Mitt Romney and the Mormon Church: Questions
A brief review of the Mormon corporate empire and the power it holds over high priest and presidential candidate Mitt Romney, whose family has been a part of the Mormon Royalty since the Church’s creation.
Voters of every political persuasion who are considering voting for Mitt Romney, and who think his religious convictions are benign, must carefully evaluate his religious beliefs to determine for themselves if that is true, and they have every right to do so.
Voters, who are becoming increasingly concerned about government intrusion into their lives and the loss of their personal freedoms, must ask themselves whether they want to vote for a president who has spent the last 50 years enthusiastically proselytizing for a secret religion that believes its priests have the sacred right to dictate the health, moral, psychological and financial decisions of its members. Is that a mindset they want in their president?
Voters have to honestly ask themselves whether Mitt Romney “shares their religious values” and if not, what those differences will mean to them, their families and their country, should he be elected president.
Voters will have choices other than Mitt Romney and Barack Obama in November. The Green Party and the Libertarian Party will both offer worthy candidates on the ballots of every state. Although it is unlikely their candidates will be successful, these candidates provide an opportunity for voters to vote their consciences, rather than their fears.
If unsatisfied with all candidates, voters have the power to write in their choice, even if the name is not on the ballot.
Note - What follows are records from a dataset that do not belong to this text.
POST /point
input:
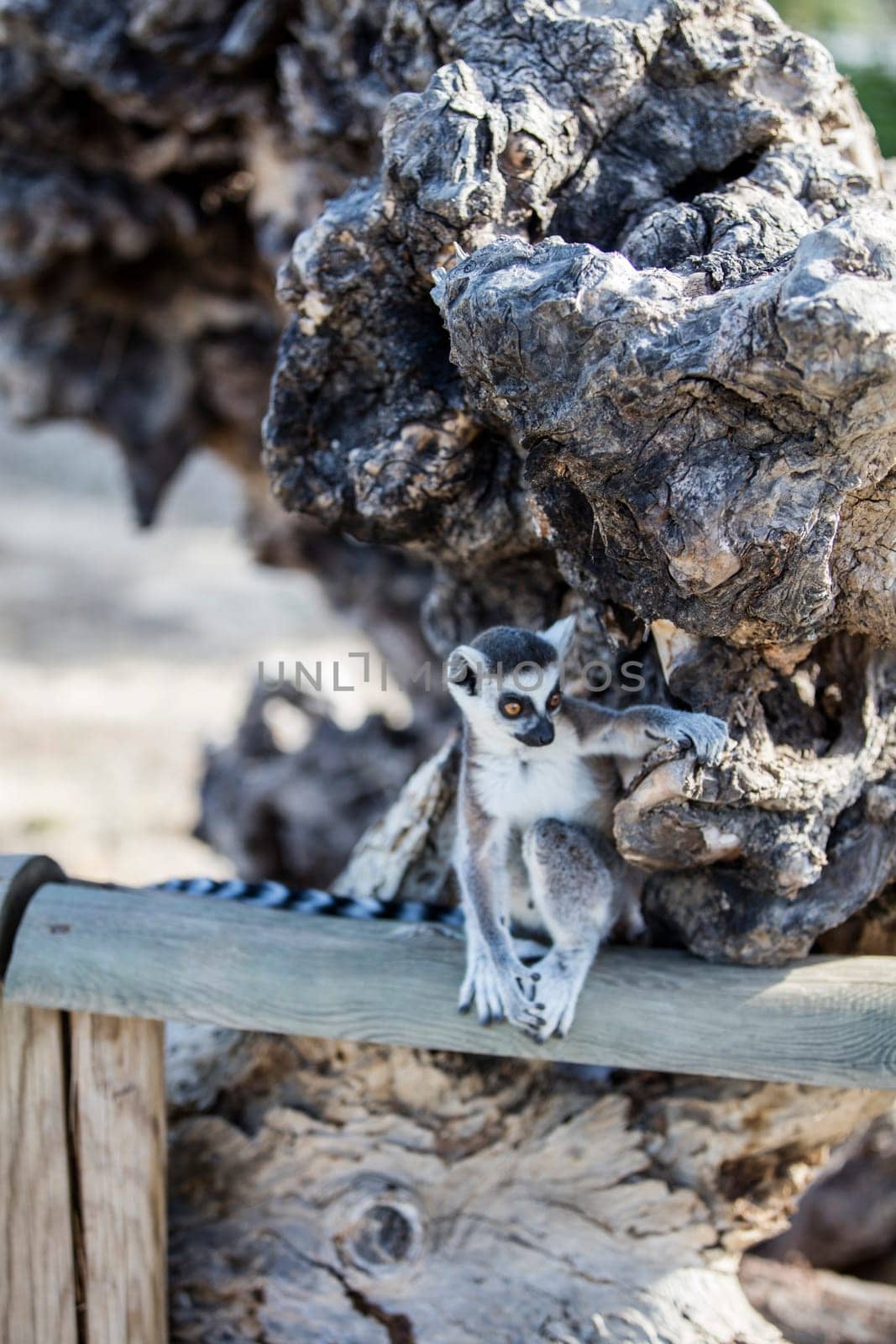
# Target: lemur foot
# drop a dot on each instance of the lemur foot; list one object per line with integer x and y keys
{"x": 563, "y": 974}
{"x": 501, "y": 992}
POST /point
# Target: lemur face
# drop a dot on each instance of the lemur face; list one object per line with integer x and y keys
{"x": 508, "y": 685}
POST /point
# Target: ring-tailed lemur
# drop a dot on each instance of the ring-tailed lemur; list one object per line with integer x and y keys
{"x": 275, "y": 895}
{"x": 540, "y": 776}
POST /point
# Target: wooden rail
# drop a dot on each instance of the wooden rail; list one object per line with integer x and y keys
{"x": 90, "y": 974}
{"x": 152, "y": 954}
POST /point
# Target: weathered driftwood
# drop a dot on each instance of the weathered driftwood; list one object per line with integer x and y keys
{"x": 667, "y": 382}
{"x": 815, "y": 1307}
{"x": 197, "y": 960}
{"x": 389, "y": 1195}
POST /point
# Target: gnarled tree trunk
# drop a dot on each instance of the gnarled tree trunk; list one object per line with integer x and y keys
{"x": 609, "y": 326}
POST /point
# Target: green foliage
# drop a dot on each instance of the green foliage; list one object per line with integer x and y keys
{"x": 876, "y": 92}
{"x": 876, "y": 22}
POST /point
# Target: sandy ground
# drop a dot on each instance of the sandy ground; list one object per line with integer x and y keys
{"x": 123, "y": 652}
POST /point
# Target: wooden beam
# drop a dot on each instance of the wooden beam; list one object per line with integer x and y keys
{"x": 143, "y": 953}
{"x": 118, "y": 1126}
{"x": 36, "y": 1243}
{"x": 20, "y": 875}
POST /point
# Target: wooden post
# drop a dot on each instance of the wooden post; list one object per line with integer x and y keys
{"x": 36, "y": 1243}
{"x": 82, "y": 1163}
{"x": 118, "y": 1124}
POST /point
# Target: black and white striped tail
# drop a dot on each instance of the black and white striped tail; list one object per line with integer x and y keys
{"x": 275, "y": 895}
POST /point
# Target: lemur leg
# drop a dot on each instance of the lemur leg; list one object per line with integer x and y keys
{"x": 496, "y": 980}
{"x": 573, "y": 887}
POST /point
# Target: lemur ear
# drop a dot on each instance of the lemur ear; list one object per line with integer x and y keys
{"x": 464, "y": 667}
{"x": 560, "y": 635}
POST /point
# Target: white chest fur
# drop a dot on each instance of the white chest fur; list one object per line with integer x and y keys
{"x": 551, "y": 781}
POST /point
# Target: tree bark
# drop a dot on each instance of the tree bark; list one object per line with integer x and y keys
{"x": 654, "y": 386}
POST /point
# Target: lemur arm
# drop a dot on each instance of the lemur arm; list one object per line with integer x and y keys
{"x": 634, "y": 732}
{"x": 496, "y": 979}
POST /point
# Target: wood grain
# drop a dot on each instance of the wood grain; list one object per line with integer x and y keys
{"x": 118, "y": 1122}
{"x": 36, "y": 1247}
{"x": 140, "y": 953}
Protest write-in vote will not be counted, however, is essential that voters demonstrate that the government belongs to the voters who elect it, rather than to those who try to buy elections and hire the People’s representatives.
If every qualified voter were to cast a vote of conscience, based upon an intelligent and thoughtful consideration of the qualifications of every candidate, the election of 2012 could very well go down in history. Not because of who was elected, but because of the manner in which the People voted.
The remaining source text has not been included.